It doesn't take much to see that by varying these values we can produce all different formats shown in examples above. Now we can complicate the matters even further if we try to present an array of values:

int[5] { 1, 2, 3, 4, 5 }

One step further will lead us to formatting of any object which implements IEnumerable interface, for example a list:

List<Int32> {
 |-- int Item[0]=56
 |-- int Item[1]=39
 |-- int Item[2]=95
 |-- int Item[3]=94
 |-- int Item[4]=35
 |-- int Item[5]=60
 |-- int Item[6]=64
 |-- int Item[7]=58
 |-- int Item[8]=77
 +-- int Item[9]=26 }

In all these cases we can notice that representation of a member variable is somewhat arbitrary.

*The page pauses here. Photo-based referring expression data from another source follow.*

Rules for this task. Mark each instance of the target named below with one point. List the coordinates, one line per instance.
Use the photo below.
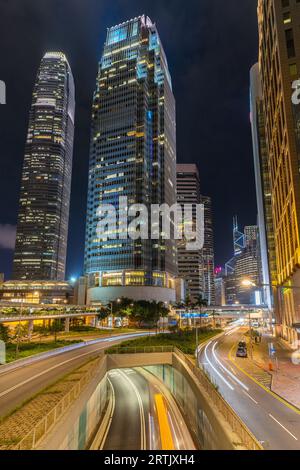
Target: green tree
(200, 302)
(4, 333)
(56, 327)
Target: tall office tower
(279, 66)
(263, 186)
(42, 230)
(208, 255)
(133, 154)
(248, 266)
(251, 234)
(190, 263)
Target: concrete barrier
(213, 423)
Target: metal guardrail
(32, 439)
(140, 350)
(247, 438)
(45, 316)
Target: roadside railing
(236, 424)
(33, 438)
(140, 350)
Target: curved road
(18, 385)
(144, 416)
(274, 422)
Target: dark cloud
(210, 46)
(7, 237)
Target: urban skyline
(43, 218)
(168, 340)
(210, 182)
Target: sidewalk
(285, 374)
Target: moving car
(242, 352)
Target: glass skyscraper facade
(132, 154)
(190, 263)
(208, 254)
(42, 229)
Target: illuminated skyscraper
(42, 230)
(263, 186)
(190, 263)
(208, 255)
(279, 67)
(133, 154)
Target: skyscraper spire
(42, 230)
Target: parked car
(242, 352)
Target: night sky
(210, 45)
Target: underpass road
(145, 416)
(130, 425)
(18, 385)
(275, 423)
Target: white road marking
(226, 370)
(20, 384)
(251, 398)
(214, 369)
(283, 427)
(6, 392)
(111, 415)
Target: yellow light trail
(164, 427)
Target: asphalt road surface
(17, 385)
(145, 417)
(274, 422)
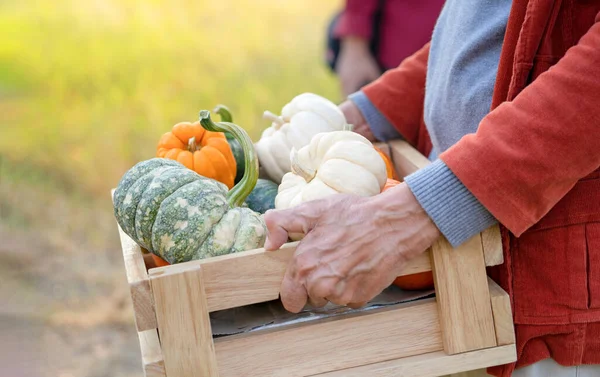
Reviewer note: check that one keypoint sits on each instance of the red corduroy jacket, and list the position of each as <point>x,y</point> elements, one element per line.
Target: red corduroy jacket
<point>534,164</point>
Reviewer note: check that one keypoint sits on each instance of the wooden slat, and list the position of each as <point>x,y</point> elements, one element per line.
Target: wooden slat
<point>503,320</point>
<point>139,282</point>
<point>152,359</point>
<point>254,276</point>
<point>463,296</point>
<point>492,246</point>
<point>432,364</point>
<point>184,324</point>
<point>328,345</point>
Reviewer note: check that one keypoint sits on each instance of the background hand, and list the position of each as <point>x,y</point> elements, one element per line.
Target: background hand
<point>356,66</point>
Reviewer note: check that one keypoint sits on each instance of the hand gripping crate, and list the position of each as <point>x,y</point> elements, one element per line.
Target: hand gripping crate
<point>467,326</point>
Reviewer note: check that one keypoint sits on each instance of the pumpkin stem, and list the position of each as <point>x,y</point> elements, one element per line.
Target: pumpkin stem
<point>298,169</point>
<point>237,195</point>
<point>224,112</point>
<point>192,147</point>
<point>274,118</point>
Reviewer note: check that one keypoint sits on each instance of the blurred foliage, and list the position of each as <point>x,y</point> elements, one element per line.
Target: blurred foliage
<point>86,90</point>
<point>88,87</point>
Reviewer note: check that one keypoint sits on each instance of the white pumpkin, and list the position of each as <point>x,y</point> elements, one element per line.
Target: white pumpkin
<point>302,118</point>
<point>333,162</point>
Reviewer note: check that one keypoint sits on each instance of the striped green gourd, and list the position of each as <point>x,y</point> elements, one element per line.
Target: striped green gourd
<point>180,216</point>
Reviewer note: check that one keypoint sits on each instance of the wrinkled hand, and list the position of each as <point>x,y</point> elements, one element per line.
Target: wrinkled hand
<point>354,247</point>
<point>355,117</point>
<point>356,66</point>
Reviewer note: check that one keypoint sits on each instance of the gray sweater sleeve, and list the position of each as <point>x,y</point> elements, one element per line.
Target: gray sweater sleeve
<point>454,210</point>
<point>382,129</point>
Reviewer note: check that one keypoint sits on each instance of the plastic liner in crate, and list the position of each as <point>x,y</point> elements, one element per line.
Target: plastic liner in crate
<point>272,314</point>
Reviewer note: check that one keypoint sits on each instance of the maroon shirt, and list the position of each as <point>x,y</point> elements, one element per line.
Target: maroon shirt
<point>406,25</point>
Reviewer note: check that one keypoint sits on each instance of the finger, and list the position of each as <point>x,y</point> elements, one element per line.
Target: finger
<point>356,305</point>
<point>318,290</point>
<point>293,294</point>
<point>280,223</point>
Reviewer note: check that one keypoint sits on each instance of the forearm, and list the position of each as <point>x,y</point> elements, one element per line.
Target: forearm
<point>399,95</point>
<point>528,153</point>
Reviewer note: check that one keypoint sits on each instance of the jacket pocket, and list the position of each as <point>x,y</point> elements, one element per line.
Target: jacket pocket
<point>593,248</point>
<point>556,264</point>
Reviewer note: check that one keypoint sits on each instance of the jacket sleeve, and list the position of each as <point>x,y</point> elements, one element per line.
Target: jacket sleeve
<point>357,19</point>
<point>528,153</point>
<point>399,95</point>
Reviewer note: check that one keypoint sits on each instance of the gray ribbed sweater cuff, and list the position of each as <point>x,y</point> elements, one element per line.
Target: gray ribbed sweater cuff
<point>454,210</point>
<point>382,129</point>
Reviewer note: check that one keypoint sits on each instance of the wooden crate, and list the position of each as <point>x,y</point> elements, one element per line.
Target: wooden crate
<point>467,326</point>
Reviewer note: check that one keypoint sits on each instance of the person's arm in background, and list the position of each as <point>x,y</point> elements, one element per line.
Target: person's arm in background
<point>356,65</point>
<point>528,153</point>
<point>525,156</point>
<point>392,106</point>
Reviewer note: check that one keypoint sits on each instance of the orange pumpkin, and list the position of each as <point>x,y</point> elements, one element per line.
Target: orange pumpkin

In that sense we write Point to represent System.Drawing.Point type, but at the same time we put int for System.Int32 type, rather than Int32. This is the result of an effort to make output more readable. On the other hand, that is an act of conscious stepping back from the proclaimed goal of being general, just in order to make the output look nicer. The key point in making such customizations is in finding proper measure between two extremes: one is to know nothing about particular object converted to string, which produces overweighed results as in the Rectangle example; opposite extreme is to gather all knowledge imaginable about the object at hand, as to convert it to string most beautiful of all, which in turn equals coding all possible custom formats. The proper solution lies between these extremes, and it is to recognize simplifications that affect output so frequently that gathering required knowledge eventually pays off. For example, we can specifically name primitive types int, long, etc. rather than to use their short CTS names Int32 and Int64. Such activity is limited only to a small set of types and, when implemented, helps output string be shorter and consequently easier to read.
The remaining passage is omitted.